藤曼悄無聲息附上祝清晏雙腳,猛然將她帶離一尺之遠。她驚恐瞪大雙眼,尖叫聲壓在喉嚨處,將發未發。“閉嘴!”熟悉的聲音自她耳邊傳出,是灼夜的聲音。

藤曼速度之快,將祝清晏原本那處的霧氣散去一些,那雙慘白的手再次出現。

“看來真的不在這裏呢。”

那人不再尋找她,漸漸隱入迷霧中。

謝溯之慢悠悠朝祭臺處走去,眼神清明,似有淚花。

霧氣更重了些,徹底看不見眼前事物。四下寂靜,雙目不辨,困意逐漸攀附上祝清晏的心頭。

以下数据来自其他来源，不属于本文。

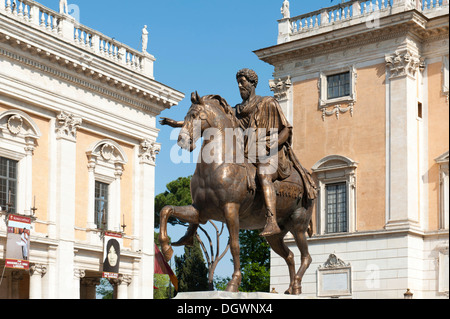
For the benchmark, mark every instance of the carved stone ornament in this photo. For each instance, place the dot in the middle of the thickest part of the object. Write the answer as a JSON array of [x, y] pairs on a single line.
[[334, 262], [280, 87], [107, 151], [404, 63], [15, 124], [148, 152], [337, 110], [67, 125], [38, 270]]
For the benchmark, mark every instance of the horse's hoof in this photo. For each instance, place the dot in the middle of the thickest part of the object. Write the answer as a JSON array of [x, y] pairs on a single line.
[[231, 287], [297, 290], [184, 241], [167, 253]]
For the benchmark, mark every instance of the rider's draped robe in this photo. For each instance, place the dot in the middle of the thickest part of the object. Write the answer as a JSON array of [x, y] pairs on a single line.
[[265, 113]]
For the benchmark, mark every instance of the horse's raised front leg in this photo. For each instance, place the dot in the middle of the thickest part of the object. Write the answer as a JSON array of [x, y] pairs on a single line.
[[276, 242], [231, 211], [185, 213], [299, 232]]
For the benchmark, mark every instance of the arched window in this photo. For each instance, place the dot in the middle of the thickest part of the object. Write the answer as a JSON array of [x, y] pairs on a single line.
[[106, 161], [336, 211]]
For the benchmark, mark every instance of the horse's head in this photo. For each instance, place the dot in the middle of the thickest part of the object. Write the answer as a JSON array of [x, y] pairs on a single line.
[[211, 111]]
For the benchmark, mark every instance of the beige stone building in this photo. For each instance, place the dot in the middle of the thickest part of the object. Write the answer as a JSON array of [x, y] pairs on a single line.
[[365, 85], [77, 152]]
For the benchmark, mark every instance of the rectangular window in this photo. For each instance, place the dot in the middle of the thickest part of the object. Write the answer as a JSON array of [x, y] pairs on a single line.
[[8, 184], [101, 205], [338, 85], [336, 208]]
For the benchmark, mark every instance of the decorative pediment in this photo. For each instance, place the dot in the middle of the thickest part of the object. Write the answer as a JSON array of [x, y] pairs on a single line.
[[108, 151], [334, 162]]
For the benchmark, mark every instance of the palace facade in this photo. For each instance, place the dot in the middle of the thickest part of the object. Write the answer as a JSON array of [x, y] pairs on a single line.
[[77, 153], [366, 86]]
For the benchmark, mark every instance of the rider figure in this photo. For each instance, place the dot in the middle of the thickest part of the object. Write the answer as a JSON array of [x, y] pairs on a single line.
[[263, 114]]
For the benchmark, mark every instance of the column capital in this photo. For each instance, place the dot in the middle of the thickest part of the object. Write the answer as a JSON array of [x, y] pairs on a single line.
[[404, 63], [148, 151]]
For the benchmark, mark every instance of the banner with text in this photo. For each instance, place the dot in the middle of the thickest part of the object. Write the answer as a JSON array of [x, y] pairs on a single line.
[[111, 254], [18, 242]]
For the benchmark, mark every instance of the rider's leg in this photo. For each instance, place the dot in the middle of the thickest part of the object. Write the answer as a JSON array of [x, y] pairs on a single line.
[[270, 198]]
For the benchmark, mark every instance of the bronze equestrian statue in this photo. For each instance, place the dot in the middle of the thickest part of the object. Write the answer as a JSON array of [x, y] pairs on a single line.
[[243, 194]]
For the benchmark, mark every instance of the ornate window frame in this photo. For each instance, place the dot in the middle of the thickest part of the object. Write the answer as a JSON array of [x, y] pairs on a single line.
[[18, 139], [106, 162], [331, 170], [324, 102]]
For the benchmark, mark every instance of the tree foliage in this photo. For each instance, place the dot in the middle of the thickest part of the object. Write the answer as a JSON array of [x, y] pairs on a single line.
[[191, 271], [255, 262]]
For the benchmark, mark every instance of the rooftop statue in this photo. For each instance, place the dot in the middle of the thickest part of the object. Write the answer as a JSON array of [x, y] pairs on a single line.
[[255, 182], [63, 7], [285, 10]]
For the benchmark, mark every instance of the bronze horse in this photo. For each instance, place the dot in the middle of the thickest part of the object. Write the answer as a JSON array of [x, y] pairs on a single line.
[[220, 191]]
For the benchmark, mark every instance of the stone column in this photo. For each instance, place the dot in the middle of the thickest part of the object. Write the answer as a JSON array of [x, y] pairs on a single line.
[[66, 132], [78, 275], [37, 271], [16, 277], [89, 288], [403, 177]]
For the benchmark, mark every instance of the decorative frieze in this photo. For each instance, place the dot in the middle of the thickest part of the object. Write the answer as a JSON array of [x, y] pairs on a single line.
[[67, 125], [404, 63], [337, 110]]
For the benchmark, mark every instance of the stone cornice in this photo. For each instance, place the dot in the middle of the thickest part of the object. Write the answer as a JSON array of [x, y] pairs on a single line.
[[126, 86], [400, 25]]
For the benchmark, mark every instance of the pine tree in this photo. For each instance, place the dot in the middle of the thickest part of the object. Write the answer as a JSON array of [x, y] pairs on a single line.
[[255, 262]]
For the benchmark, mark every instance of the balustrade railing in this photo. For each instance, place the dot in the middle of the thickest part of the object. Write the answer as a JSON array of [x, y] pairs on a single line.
[[337, 14], [433, 4], [39, 16], [350, 10]]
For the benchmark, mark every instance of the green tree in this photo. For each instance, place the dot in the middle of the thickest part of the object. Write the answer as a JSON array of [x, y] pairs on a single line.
[[255, 262], [178, 194], [191, 271]]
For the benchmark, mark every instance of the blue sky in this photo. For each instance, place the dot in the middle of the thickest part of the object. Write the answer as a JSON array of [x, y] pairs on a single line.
[[199, 45]]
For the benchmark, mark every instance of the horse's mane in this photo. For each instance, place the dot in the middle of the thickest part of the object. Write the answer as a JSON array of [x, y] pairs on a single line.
[[227, 109]]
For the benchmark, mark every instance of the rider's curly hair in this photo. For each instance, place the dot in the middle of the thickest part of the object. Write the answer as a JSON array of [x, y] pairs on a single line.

“不能睡!”說著,祝清晏掐著胳膊的手松懈下去,她歪斜倒在地面,暈了過去。

祭臺。謝溯之坐在祭位上,扭頭看向一側那副令人喜愛的面孔。

“相了,你可怪我?”

謝洄之冷笑一聲,“說什麽廢話?你想殺了我奪走軀殼,還要我不怪你?”

祭臺逐漸上升至空中,“我也不曾想過,你會為了祝清晏做到這個份上。究竟是緣神的傳承使命,還是你的私心在作祟?”謝溯之將精血註入祭臺,祭祀只剩下最後一步便可成。

他心下幽幽對祝清晏說著抱歉,實是她出現這個緣由過於好用了些。自己本來想以祝清晏為餌,卻被謝洄之拒絕了,無奈之下,兩人只好帶著祝清晏的傀儡前來設局。卻不曾想,今日本尊前來。

“自是有你不知道的打算。”謝洄之勾唇笑笑,指尖抹去唇邊的血跡,“你思想可真齷齪,怪不得那時祝水死活瞧不上你,若我是祝水我也瞧不上你。”

“你!”謝溯之將又註入幾滴精血,加快祭祀。“怎麽?此刻不裝了?”

“那又如何?世人照樣讚我一句天人之姿,豈是你這種鼠輩能享有的?”

“好啊,我也看中你的天人之姿了,馬上就要是我的了。”謝溯之陰郁笑笑,最後一滴精血被他註入,驟然間,迷霧退散,濃雲消失,一輪新月皎皎掛於天空,照亮一切。

“謝溯之,這次,算你勝出。”謝洄之喃喃道,用只有兩個人聽到的聲音說道。

眼前明亮,楚眠不適眨眨眼,紀塵不知躲去何處,祝清晏暈倒在不遠處,她擡眼瞧了眼升於高處不辨情況的祭臺,猛然落淚,跑向祝清晏,探過她的鼻息後,抱著她坐在原地哭了起來。

灼夜嘴唇蠕蠕,想說些什麽,礙於身份,眉眼低落,轉身離開了。

自祭臺上迸發出巨大的法力,朝萬物蔓延而去。帶著擊破一切的力量輕輕拂過萬物,祝清晏自眼角處落下清淚。

那力量所途徑之處,妖孽消亡,白骨安息,萬物重生。皇宮在潤物細無聲中被修覆。

天下無數周緣寺,一夜之間,佛像低眉,陷入沈睡,“相了”二字被抹去,如風消散。七百年,天下換神了。

“樂翎”與“相顯”被重新刻在緣神銅牌上,新的緣神上位了。

虛無境界中,一男一女,對峙而立。